This isn't the place to develop theories of style, but I do think something's afoot.

When Phil LaMarche's American Youth came out in April from Random, I expected a lot of hoopla. It's a genuinely strange book that is also fiercely accessible, and when I read it in galleys last winter I had that feeling: this is one of those books that's going to change things.

Unless I missed it, I haven't seen any reviews that remark on the book as some weird new commercial realism, one that might actually be capacious enough to contain a host of contradictions --- about what American life in the exurbs is really like, and what audiences more attuned to movies, TV, the interweb, comics etc. expect from fiction, fiction that's post-Eggers earnest, post-Saunders ironic, post-Karen Russell girl-fantasiac etc.

I had that feeling again this week when reading Why the Devil Chose New England For His Work, a story collection that's due from Open City in November. It's by Jason Brown, someone of whom I'd never heard, despite a previous collection called Driving the Heart and Other Stories.

WTDCNEFHW doesn't have the "big book" feeling of American Youth, which takes on a hot-button gun control issue (kids accidentally shooting kids) as well as gentrification (as sprawl) and a vacuous, heavily mediated religious fundamentalism that seeps into the gaps in families, but Brown's book uses shifts in perspective to get at its working class rural Maine people and settings that, in a similar way I can't quite put my finger on yet, pushes its form in order to get a the contradictions in the characters.
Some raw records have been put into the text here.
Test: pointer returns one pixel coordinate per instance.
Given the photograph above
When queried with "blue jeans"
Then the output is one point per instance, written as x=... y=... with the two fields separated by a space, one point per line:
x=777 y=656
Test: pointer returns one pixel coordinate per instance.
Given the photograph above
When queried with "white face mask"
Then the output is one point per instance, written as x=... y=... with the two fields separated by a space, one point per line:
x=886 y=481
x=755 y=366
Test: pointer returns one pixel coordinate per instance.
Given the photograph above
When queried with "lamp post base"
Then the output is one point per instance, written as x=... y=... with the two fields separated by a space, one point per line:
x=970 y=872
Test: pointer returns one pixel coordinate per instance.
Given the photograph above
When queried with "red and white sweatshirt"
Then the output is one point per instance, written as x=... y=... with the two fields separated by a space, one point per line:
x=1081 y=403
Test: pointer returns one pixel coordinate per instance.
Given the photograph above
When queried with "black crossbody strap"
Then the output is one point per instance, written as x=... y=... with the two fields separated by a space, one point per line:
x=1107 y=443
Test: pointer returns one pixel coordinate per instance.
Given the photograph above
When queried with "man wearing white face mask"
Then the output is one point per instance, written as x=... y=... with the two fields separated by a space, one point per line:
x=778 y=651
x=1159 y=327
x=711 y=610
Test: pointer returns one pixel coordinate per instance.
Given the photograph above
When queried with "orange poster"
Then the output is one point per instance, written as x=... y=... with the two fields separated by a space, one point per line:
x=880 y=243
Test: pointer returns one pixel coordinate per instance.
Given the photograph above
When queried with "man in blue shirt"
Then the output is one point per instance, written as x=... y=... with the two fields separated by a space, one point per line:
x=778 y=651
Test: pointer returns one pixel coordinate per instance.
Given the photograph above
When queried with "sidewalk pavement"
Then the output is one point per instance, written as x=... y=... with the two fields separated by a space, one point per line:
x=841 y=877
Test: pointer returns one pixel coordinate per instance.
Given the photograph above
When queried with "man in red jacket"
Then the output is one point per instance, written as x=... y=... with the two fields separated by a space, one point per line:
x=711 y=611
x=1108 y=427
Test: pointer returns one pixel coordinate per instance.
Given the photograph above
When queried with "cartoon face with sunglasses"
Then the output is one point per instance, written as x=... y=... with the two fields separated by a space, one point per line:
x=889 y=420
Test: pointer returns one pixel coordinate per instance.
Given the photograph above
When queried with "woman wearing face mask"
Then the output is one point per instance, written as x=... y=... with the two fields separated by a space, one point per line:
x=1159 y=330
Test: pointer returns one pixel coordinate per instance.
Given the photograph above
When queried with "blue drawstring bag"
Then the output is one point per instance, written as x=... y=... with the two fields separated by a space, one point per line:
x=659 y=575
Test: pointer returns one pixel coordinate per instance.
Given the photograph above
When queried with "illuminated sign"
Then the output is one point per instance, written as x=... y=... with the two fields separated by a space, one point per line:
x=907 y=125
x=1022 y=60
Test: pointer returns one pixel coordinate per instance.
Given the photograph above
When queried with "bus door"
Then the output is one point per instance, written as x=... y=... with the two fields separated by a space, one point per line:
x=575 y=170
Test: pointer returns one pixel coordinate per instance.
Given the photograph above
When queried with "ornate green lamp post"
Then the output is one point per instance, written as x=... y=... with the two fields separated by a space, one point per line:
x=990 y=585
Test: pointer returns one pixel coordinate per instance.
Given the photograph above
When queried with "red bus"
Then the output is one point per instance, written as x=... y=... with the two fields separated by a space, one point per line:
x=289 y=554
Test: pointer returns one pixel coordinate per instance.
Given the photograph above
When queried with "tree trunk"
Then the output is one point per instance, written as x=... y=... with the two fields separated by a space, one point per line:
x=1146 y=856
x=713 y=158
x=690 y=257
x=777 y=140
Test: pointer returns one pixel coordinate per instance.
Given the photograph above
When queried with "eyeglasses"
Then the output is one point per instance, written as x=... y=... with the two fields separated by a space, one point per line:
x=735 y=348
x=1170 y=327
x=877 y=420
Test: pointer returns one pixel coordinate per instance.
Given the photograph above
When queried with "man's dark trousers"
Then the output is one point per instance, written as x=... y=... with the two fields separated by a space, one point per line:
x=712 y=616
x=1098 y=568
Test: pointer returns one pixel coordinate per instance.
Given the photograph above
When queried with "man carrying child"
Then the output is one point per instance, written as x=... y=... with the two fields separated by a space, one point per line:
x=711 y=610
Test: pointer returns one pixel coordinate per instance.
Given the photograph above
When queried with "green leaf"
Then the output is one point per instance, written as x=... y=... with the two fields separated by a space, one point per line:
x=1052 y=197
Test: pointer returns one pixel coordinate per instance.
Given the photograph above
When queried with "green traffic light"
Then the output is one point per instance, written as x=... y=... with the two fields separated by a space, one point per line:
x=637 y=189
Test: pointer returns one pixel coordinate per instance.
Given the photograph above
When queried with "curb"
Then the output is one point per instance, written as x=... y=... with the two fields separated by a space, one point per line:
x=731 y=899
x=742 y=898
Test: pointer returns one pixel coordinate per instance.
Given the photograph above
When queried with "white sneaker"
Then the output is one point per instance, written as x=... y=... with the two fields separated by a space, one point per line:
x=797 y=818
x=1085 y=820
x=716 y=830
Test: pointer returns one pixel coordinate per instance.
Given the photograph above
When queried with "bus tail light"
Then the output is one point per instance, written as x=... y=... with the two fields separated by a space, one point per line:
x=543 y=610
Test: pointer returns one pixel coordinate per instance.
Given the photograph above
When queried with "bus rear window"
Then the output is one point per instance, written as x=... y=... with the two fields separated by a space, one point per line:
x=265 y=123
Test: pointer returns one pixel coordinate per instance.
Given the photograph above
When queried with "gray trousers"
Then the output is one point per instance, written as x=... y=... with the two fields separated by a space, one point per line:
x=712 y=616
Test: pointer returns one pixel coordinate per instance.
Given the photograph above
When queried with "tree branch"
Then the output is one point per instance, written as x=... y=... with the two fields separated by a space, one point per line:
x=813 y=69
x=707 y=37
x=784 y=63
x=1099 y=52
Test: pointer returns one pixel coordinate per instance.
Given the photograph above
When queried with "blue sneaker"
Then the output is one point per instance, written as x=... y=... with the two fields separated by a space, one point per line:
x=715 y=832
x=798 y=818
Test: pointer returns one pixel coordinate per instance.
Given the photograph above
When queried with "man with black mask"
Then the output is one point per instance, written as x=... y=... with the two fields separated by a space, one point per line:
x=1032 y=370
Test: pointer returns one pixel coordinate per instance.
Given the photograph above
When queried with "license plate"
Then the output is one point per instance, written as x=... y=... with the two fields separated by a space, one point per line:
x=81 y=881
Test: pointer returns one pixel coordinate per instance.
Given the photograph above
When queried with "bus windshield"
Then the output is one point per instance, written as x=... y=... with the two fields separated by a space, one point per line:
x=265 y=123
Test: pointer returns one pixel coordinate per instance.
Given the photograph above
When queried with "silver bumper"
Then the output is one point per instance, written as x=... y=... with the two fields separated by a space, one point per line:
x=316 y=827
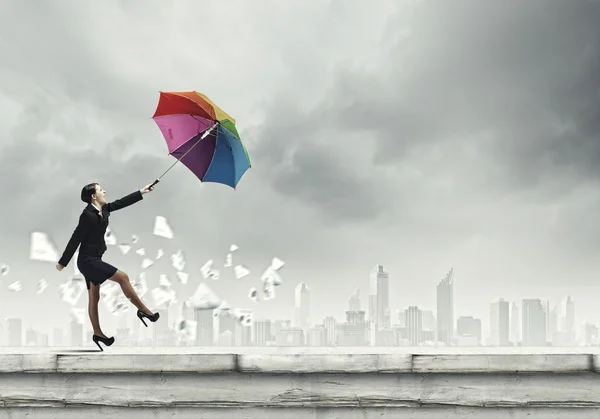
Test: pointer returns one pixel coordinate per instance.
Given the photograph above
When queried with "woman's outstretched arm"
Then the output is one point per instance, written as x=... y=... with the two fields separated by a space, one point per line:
x=128 y=200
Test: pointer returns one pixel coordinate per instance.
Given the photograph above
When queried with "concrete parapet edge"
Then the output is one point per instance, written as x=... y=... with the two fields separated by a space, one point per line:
x=301 y=363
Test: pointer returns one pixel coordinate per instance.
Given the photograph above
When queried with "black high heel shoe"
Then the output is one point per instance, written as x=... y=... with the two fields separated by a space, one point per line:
x=106 y=341
x=152 y=318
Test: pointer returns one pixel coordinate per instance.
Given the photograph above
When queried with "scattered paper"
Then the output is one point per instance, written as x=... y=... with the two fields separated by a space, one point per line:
x=186 y=330
x=140 y=285
x=162 y=227
x=243 y=315
x=253 y=294
x=109 y=237
x=268 y=289
x=164 y=281
x=178 y=260
x=163 y=297
x=15 y=286
x=42 y=285
x=241 y=271
x=206 y=268
x=42 y=248
x=113 y=298
x=273 y=275
x=228 y=260
x=125 y=248
x=146 y=263
x=183 y=277
x=70 y=291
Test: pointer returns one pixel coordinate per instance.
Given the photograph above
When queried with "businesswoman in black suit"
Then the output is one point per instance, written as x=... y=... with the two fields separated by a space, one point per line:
x=90 y=232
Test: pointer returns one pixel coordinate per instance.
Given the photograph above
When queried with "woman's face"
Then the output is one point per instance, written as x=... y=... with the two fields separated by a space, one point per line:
x=100 y=195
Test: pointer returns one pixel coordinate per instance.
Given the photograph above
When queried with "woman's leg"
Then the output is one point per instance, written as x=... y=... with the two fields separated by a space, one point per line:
x=93 y=299
x=122 y=279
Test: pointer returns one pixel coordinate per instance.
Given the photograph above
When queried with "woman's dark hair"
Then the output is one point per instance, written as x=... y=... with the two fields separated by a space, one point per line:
x=87 y=192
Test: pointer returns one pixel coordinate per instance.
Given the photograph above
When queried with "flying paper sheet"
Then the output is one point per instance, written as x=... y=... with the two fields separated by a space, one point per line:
x=42 y=248
x=140 y=285
x=228 y=260
x=253 y=294
x=205 y=299
x=268 y=290
x=124 y=248
x=71 y=290
x=146 y=263
x=162 y=228
x=241 y=271
x=186 y=330
x=4 y=269
x=109 y=237
x=114 y=300
x=243 y=315
x=178 y=261
x=273 y=275
x=42 y=285
x=164 y=281
x=15 y=286
x=183 y=277
x=206 y=268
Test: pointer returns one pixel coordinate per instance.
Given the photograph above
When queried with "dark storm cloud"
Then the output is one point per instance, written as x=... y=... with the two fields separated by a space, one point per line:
x=528 y=73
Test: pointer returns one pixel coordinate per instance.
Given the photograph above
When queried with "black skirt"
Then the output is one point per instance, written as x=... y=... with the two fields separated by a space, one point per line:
x=94 y=269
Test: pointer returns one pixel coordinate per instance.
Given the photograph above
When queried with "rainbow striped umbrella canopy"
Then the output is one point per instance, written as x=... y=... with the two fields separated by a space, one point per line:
x=202 y=136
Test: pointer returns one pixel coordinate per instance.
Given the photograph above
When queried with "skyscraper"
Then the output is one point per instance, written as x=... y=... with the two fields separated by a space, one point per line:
x=302 y=306
x=354 y=302
x=468 y=326
x=534 y=323
x=515 y=326
x=445 y=308
x=379 y=298
x=499 y=323
x=204 y=327
x=15 y=332
x=414 y=325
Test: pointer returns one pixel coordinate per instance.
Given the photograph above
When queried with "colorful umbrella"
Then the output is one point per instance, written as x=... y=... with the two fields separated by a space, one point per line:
x=202 y=136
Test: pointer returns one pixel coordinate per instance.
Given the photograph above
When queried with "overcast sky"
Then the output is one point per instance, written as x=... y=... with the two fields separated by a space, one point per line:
x=421 y=135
I don't want to spoil it, but the opening story, "She," handles a forbidden love shoot 'em up by brushing up against all the expectations of guns n' families melodrama, and the necessary naivete of its personae, with a deftness that's as unsparing as it is tender. It made me stop and try to remember if I seen anything quite like it, and when I was sure I hadn't I kept reading.

Stylistic innovation in fiction doesn't get much play anymore, but it's still every bit as exciting as it was 85 or 250 years ago.